The Lower Colorado River Authority will fund a $400,000 project aimed at adding an entrance station with a booth, restrooms, a paved parking area and a recreational vehicle host site to the Mansfield Dam Low Water Crossing Park off North RR 620, LCRA officials said at an April 22 open house event.
The 41-acre tract has been used as a park site for more than 30 years, LCRA Park Program Coordinator John Gillen said.
A park host site is an RV space with electricity, water and wastewater that is dedicated to a couple whose job includes picking up trash in the park, cleaning the restrooms and ensuring site security in exchange for living on the park site, Gillen said. Currently, some LCRA parks enlist park hosts, he said.
Gillen said the goal of the project was not to bring more people into the park but to sustain the day population the area currently attracts.

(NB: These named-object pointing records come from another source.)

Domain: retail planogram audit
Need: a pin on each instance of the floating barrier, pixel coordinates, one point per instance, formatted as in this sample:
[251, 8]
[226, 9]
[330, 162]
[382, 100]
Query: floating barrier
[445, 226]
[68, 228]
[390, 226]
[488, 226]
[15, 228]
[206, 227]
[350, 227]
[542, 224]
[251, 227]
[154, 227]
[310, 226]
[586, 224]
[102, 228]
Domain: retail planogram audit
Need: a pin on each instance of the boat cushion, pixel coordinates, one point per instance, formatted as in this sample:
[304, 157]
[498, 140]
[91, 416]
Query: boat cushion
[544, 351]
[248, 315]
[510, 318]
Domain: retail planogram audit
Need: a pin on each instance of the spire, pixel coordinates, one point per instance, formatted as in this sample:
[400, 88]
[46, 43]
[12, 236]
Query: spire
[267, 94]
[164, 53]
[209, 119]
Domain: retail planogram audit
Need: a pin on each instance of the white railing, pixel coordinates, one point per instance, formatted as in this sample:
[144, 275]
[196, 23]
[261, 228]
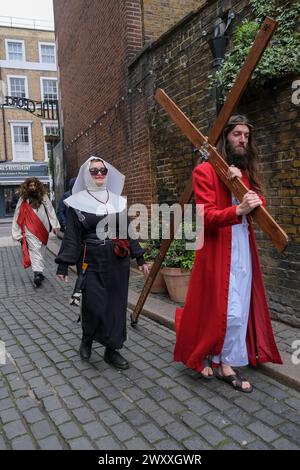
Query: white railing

“We hope these improvements will help better manage the park,” he said.
The project would replace the site’s three portable toilets with flush models, Gillen said.

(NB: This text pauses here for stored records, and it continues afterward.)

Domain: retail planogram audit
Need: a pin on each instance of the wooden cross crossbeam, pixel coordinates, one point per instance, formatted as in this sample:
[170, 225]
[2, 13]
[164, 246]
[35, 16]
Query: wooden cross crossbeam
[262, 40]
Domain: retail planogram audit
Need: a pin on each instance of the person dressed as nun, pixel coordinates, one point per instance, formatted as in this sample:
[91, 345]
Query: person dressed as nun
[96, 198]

In the Lake Travis area, LCRA maintains nine properties including the Low Water Crossing Park, he said.
“We have a vision to tie them together through roads, hike and bike trails, and waterways,” Gillen said.
Although LCRA Parks Superintendent Susie Baxter-Harwell said the agency had no immediate plans to charge a fee to the admission-free park, LCRA may in the future consider charging admission to supplement its operating costs. She said the agency’s parks are required to generate 50 percent of the funds needed for maintenance.
Architect Steve Knoll presented two options for the project as well as what future designs may entail for anticipated projects on portions of the tract that have not received funding. The future projects may include a camp store, kayak rental center, concession stand, linear promenade with a picnic area along the water and a fishing pier, he said.
Some park users fish off the bridge in the park, an activity that is not allowed by the city of Austin, which owns the bridge, Baxter-Harwell said.
Additionally, a learning or staging area that would house kayak classes and a separate pavilion for community events are possible future projects, Knoll said.
“We’re making [the park] better, more efficient and able to be maintained,” he said.
Out of the roughly 50 people attending the presentation, 45 said they were against the proposal. A majority of the opponents were from the neighborhoods adjoining the park—Hidden Valley and Montview Harbor. Hidden Valley dead-ends at Fritz Hughes Park and Montview Harbor is adjacent to Steiner Ranch.
The residents cited concerns over a possible increase in crime and trash from additional park visitors, traffic issues, added fire potential, environmental issues and homeland security because Mansfield Dam may be a target in a terror attack.
“People come into our neighborhood after checking out the park,” Montview resident Phil Han said.
He said he has already encountered visitors trespassing into his backyard from the creek and was concerned that the increase in park patrons would only exacerbate the problem.
“The park hosts [are] our eyes and ears in the park,” Gillen said. “They will alert Travis County and the game wardens.”
Baxter-Harwell said boundary fencing can be constructed along the park area. She also said LCRA envisioned the park for day use only and is not planning on allowing overnight camping at this time.
“We’re talking about a very environmentally sensitive area,” Han said. “And we’re talking about inviting people into the area.”